Posted At : June 1, 2009 11:54 AM | Posted By : D McKee
Related Categories: Station Casinos,Entertainment,George Maloof,Architecture,Morgans Hotel Group

Morgans' gradual obliteration of the Hard Rock Hotel & Casino continues apace, in this February photo. Actually, this was one of the few flattering angles to be found.

Ever since Morgans Hotel Group plunged into the Las Vegas market, first with Echelon and then the Hard Rock Hotel & Casino, it's been in over its head. Latest case in point: trying to run an ostensibly major concert venue like it's the Suncoast showroom.
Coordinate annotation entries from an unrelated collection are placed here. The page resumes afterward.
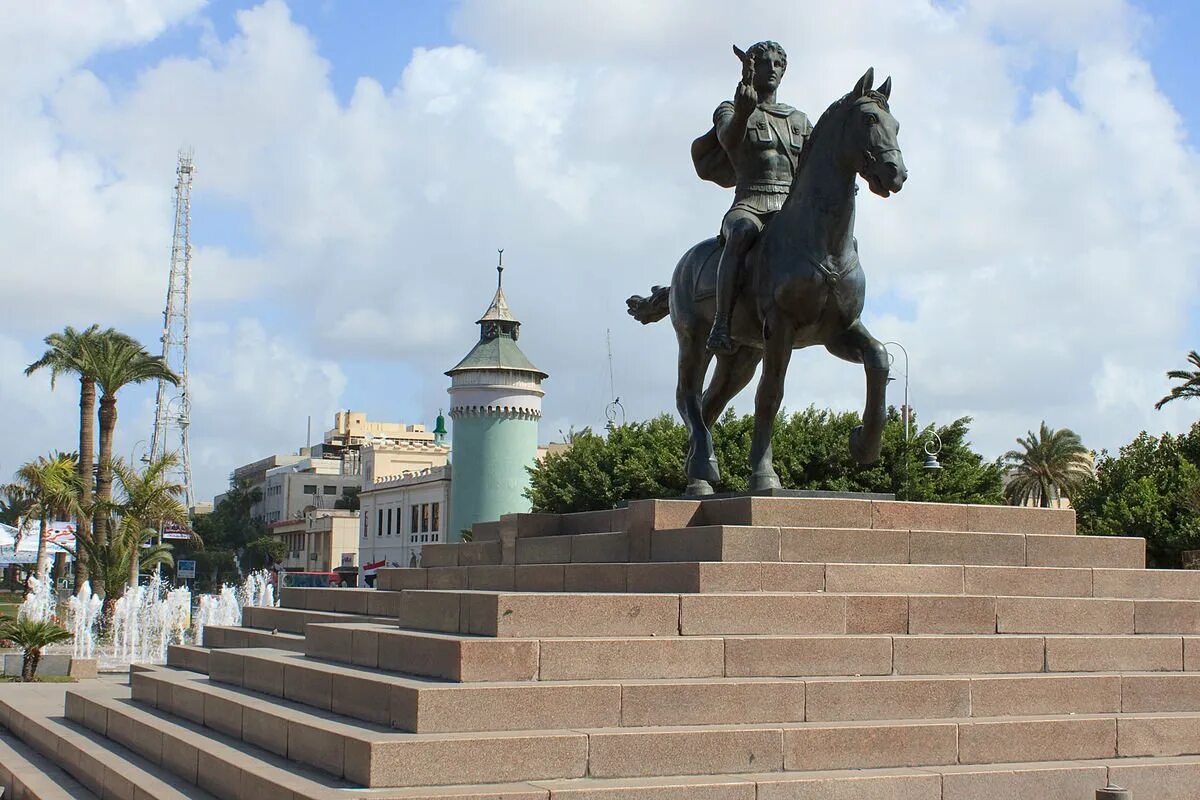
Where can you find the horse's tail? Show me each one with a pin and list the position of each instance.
(653, 308)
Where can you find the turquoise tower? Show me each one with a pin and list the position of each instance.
(496, 403)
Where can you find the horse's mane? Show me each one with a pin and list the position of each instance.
(819, 128)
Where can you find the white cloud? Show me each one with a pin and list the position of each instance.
(1045, 245)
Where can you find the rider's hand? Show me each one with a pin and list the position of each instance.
(745, 98)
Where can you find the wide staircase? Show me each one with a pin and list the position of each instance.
(727, 649)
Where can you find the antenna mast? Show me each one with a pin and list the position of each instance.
(173, 407)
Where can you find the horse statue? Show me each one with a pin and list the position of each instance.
(802, 284)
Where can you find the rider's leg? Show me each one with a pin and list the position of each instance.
(739, 228)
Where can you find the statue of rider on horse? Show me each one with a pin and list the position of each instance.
(785, 272)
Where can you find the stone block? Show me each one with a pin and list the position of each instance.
(600, 548)
(309, 685)
(1167, 617)
(1020, 695)
(887, 698)
(791, 577)
(544, 549)
(535, 707)
(761, 613)
(1158, 779)
(712, 702)
(445, 554)
(993, 741)
(1164, 692)
(1018, 519)
(678, 787)
(951, 614)
(689, 751)
(844, 546)
(1061, 781)
(1114, 654)
(876, 614)
(466, 758)
(491, 577)
(594, 577)
(715, 543)
(383, 603)
(397, 578)
(223, 715)
(768, 656)
(940, 655)
(1113, 552)
(898, 783)
(1146, 584)
(955, 547)
(1063, 615)
(1158, 735)
(538, 577)
(610, 659)
(447, 577)
(316, 745)
(869, 745)
(894, 578)
(893, 515)
(1029, 582)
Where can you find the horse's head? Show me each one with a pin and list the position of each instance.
(869, 137)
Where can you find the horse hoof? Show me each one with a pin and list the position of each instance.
(705, 470)
(763, 481)
(863, 451)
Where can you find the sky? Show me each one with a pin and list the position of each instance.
(360, 162)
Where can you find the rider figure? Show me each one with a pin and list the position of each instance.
(754, 145)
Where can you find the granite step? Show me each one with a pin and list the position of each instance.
(564, 614)
(424, 705)
(382, 759)
(72, 761)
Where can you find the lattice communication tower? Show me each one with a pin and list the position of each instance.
(173, 407)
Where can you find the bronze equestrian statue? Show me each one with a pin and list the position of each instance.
(801, 284)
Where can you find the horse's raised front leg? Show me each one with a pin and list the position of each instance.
(858, 346)
(701, 467)
(779, 338)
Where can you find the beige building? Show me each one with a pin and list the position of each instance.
(318, 542)
(400, 515)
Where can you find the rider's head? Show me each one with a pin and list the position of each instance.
(769, 64)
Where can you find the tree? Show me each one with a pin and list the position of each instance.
(1151, 488)
(149, 500)
(1191, 385)
(1051, 464)
(67, 355)
(115, 361)
(31, 637)
(49, 488)
(646, 459)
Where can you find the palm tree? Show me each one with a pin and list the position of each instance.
(31, 637)
(149, 500)
(1050, 464)
(117, 361)
(1191, 385)
(66, 355)
(51, 489)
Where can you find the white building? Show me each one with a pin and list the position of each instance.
(400, 515)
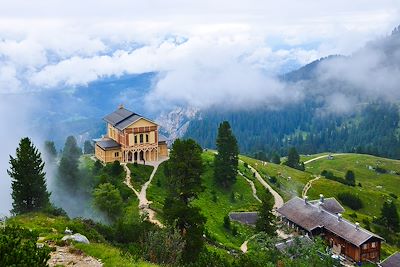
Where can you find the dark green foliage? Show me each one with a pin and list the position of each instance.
(350, 200)
(276, 158)
(29, 190)
(88, 147)
(227, 222)
(293, 160)
(108, 199)
(183, 172)
(350, 178)
(163, 247)
(50, 150)
(389, 216)
(227, 160)
(266, 220)
(18, 248)
(269, 130)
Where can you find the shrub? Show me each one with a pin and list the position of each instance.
(18, 248)
(350, 200)
(227, 222)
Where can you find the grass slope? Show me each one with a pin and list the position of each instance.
(214, 211)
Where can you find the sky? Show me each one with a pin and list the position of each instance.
(206, 52)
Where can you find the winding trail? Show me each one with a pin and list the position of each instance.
(278, 202)
(144, 203)
(253, 187)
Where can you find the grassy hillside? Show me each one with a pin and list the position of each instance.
(214, 202)
(51, 228)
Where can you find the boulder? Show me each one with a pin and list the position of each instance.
(77, 238)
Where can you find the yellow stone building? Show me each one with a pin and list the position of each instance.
(130, 138)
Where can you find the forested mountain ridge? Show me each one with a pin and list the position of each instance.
(350, 105)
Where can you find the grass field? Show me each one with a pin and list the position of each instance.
(52, 228)
(290, 182)
(214, 202)
(139, 174)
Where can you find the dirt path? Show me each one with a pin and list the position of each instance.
(253, 187)
(144, 203)
(308, 186)
(324, 156)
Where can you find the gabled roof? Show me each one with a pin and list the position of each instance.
(310, 216)
(108, 144)
(329, 204)
(391, 261)
(122, 118)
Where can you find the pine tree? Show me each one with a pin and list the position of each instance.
(183, 172)
(266, 219)
(227, 160)
(29, 190)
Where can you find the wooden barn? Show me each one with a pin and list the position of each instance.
(322, 218)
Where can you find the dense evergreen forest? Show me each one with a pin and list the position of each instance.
(373, 129)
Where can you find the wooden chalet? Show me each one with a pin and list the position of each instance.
(130, 138)
(323, 217)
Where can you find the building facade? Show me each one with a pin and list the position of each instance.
(323, 218)
(130, 138)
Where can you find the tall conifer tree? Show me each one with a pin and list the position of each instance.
(227, 160)
(29, 190)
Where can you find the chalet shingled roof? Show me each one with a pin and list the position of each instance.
(309, 216)
(122, 118)
(391, 261)
(330, 204)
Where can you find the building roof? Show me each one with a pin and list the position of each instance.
(304, 239)
(122, 118)
(310, 216)
(391, 261)
(108, 144)
(329, 204)
(244, 217)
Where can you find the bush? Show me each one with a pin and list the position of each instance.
(18, 248)
(227, 222)
(350, 200)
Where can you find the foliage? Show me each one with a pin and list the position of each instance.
(390, 216)
(29, 190)
(184, 171)
(350, 200)
(266, 220)
(108, 199)
(163, 246)
(88, 147)
(18, 248)
(226, 161)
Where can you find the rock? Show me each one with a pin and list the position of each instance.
(76, 237)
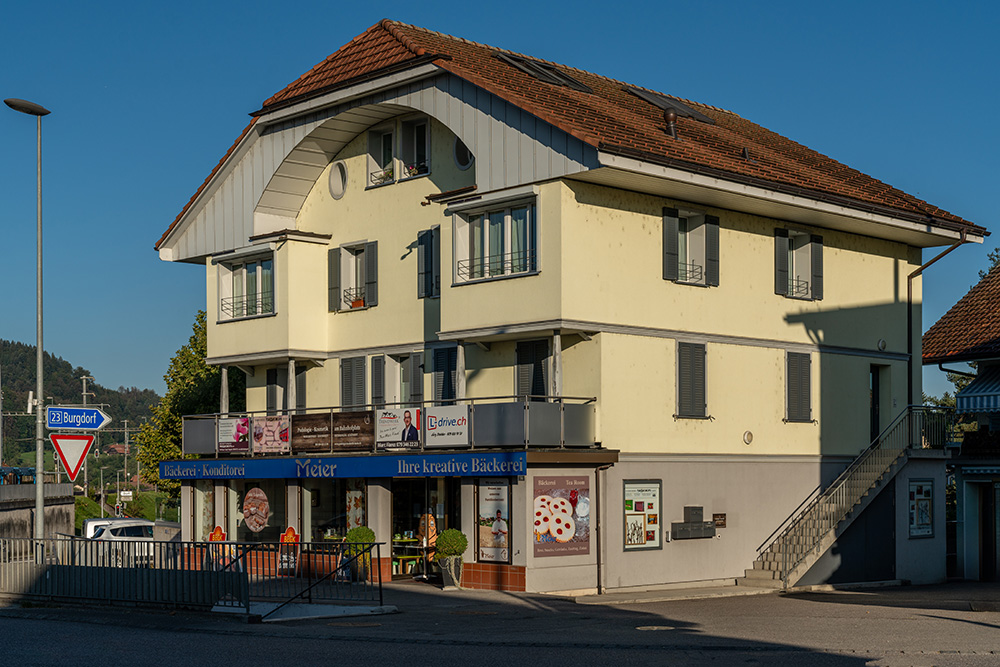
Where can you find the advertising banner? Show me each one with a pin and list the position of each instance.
(562, 516)
(234, 435)
(398, 428)
(493, 537)
(354, 431)
(642, 515)
(446, 426)
(311, 433)
(270, 435)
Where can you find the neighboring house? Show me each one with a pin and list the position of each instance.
(970, 332)
(620, 304)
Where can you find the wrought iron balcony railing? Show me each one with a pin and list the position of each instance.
(492, 266)
(248, 305)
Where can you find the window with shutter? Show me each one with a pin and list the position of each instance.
(691, 396)
(445, 362)
(798, 406)
(532, 368)
(352, 382)
(798, 264)
(690, 247)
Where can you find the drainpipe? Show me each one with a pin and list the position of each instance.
(909, 313)
(597, 519)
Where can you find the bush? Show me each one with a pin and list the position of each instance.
(450, 543)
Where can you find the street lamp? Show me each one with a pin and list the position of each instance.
(37, 111)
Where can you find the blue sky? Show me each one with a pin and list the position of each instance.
(146, 97)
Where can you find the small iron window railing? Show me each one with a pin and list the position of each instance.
(354, 297)
(248, 305)
(491, 266)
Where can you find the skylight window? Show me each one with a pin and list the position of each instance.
(543, 72)
(664, 102)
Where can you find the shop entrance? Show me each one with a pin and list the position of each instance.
(421, 508)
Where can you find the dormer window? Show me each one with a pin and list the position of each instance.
(381, 157)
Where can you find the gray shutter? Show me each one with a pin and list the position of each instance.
(532, 369)
(436, 261)
(781, 262)
(272, 389)
(424, 277)
(371, 273)
(711, 250)
(670, 223)
(358, 376)
(300, 387)
(691, 380)
(445, 362)
(798, 386)
(378, 381)
(346, 382)
(417, 377)
(333, 279)
(816, 261)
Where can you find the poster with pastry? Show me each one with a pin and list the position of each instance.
(560, 516)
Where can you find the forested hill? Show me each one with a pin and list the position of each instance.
(62, 382)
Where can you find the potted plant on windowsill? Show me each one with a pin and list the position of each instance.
(450, 546)
(357, 551)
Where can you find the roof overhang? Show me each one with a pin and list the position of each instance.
(982, 394)
(715, 190)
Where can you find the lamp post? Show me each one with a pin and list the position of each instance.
(37, 111)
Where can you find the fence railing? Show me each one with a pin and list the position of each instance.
(917, 427)
(195, 574)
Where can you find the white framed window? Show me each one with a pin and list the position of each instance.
(798, 264)
(246, 287)
(415, 149)
(381, 156)
(352, 272)
(690, 247)
(496, 242)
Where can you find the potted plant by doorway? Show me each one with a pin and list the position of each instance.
(357, 551)
(450, 546)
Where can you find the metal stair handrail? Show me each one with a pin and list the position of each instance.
(805, 528)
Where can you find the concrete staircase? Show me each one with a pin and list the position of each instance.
(812, 529)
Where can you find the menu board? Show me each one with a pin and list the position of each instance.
(642, 515)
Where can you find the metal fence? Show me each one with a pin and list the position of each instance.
(194, 574)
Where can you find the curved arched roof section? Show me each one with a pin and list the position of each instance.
(264, 183)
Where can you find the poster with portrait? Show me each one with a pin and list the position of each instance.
(921, 497)
(642, 515)
(398, 429)
(270, 434)
(493, 539)
(561, 516)
(234, 435)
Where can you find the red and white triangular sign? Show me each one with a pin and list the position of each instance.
(72, 449)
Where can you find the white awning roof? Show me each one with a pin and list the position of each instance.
(983, 393)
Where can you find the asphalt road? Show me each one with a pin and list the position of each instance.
(954, 624)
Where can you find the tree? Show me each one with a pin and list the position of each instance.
(192, 389)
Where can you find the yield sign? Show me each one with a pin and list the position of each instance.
(72, 451)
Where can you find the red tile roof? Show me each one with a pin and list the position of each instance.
(970, 330)
(615, 121)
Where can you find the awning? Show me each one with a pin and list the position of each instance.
(983, 393)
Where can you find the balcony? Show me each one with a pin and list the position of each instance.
(493, 266)
(248, 305)
(499, 422)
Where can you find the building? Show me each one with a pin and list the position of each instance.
(647, 315)
(970, 332)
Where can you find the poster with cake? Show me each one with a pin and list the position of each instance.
(270, 435)
(561, 516)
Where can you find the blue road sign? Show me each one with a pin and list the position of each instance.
(75, 419)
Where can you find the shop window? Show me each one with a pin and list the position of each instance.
(332, 507)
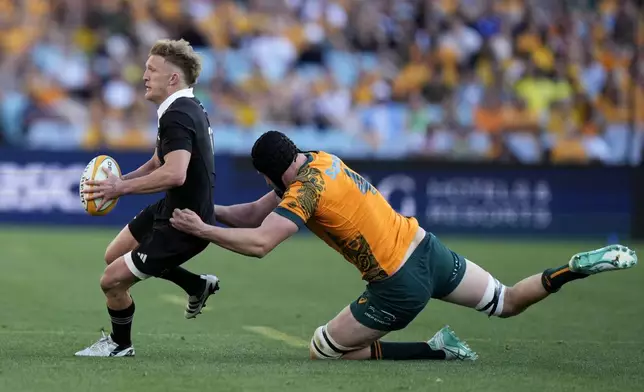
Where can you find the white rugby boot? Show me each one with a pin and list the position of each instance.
(447, 341)
(196, 303)
(106, 347)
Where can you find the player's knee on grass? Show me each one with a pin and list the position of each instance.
(496, 300)
(323, 346)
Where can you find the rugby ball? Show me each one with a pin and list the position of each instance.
(94, 171)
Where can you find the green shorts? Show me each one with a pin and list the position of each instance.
(432, 271)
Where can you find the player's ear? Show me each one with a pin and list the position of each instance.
(175, 78)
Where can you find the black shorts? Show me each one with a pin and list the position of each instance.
(161, 247)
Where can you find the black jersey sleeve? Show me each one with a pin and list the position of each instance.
(177, 132)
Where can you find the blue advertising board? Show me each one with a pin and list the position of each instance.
(42, 188)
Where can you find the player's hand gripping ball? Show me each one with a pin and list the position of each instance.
(98, 189)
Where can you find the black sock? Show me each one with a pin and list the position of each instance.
(189, 282)
(401, 351)
(553, 278)
(122, 325)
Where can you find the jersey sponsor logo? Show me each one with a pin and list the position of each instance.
(40, 187)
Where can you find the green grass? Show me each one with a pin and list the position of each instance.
(588, 336)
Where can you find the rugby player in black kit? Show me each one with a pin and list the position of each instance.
(183, 167)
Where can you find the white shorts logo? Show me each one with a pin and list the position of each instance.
(142, 256)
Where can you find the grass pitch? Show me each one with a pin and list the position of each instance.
(253, 335)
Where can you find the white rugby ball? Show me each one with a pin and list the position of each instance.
(94, 171)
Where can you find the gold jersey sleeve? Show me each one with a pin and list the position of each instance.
(349, 214)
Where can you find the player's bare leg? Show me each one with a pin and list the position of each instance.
(481, 291)
(198, 287)
(345, 338)
(115, 283)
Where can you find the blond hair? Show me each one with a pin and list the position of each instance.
(181, 54)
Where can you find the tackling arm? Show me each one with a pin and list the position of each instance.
(256, 242)
(247, 215)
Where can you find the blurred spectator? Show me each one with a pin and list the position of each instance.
(523, 80)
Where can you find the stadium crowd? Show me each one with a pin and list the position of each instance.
(523, 80)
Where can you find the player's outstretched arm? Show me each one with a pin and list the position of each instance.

Based on what we encountered during Saturday night's attempt to see Supernatural Santana, if you're planning to catch a show at The Joint (sorry, "The Rogue Joint"), better get there super-early and pack a picnic lunch, too. At 15 minutes to curtain time, lines both for ticket purchase and for "Will Call" stretched waaaaaaaaaaaaaaaay back into the new convention area. An understaffed box office of (by our count) two ticket sellers was clearly inadequate to cope with the turnout. Knowing defeat when we saw it, we took our business over to The Palms.

Is anybody else fed up with Morgans' make-it-up-as-you-go-along style? Or what about its conversion of the once-elegant HRH into a scrum of buildings that strongly resembles an office park with some light-industrial facilities out front on Paradise? No? Just me? OK.

Speaking of The Palms, the place was crawling with customers, as always -- including a septet of German lager louts (but that's another story). So who does Station Casinos CEO Frank Fertitta III think he's kidding when he writes off the value of Station's minority stake in George Maloof's place?

Maloof takes offense at this diss of his property and rightly so. Fertitta grossly overvalued Station when he took it private and now looks like he's "stashing" some of that excess valuation via this Palms writedown. As feats of ledger-demain go, this one wouldn't even make it as an afternoon magic act at the Greek Isles.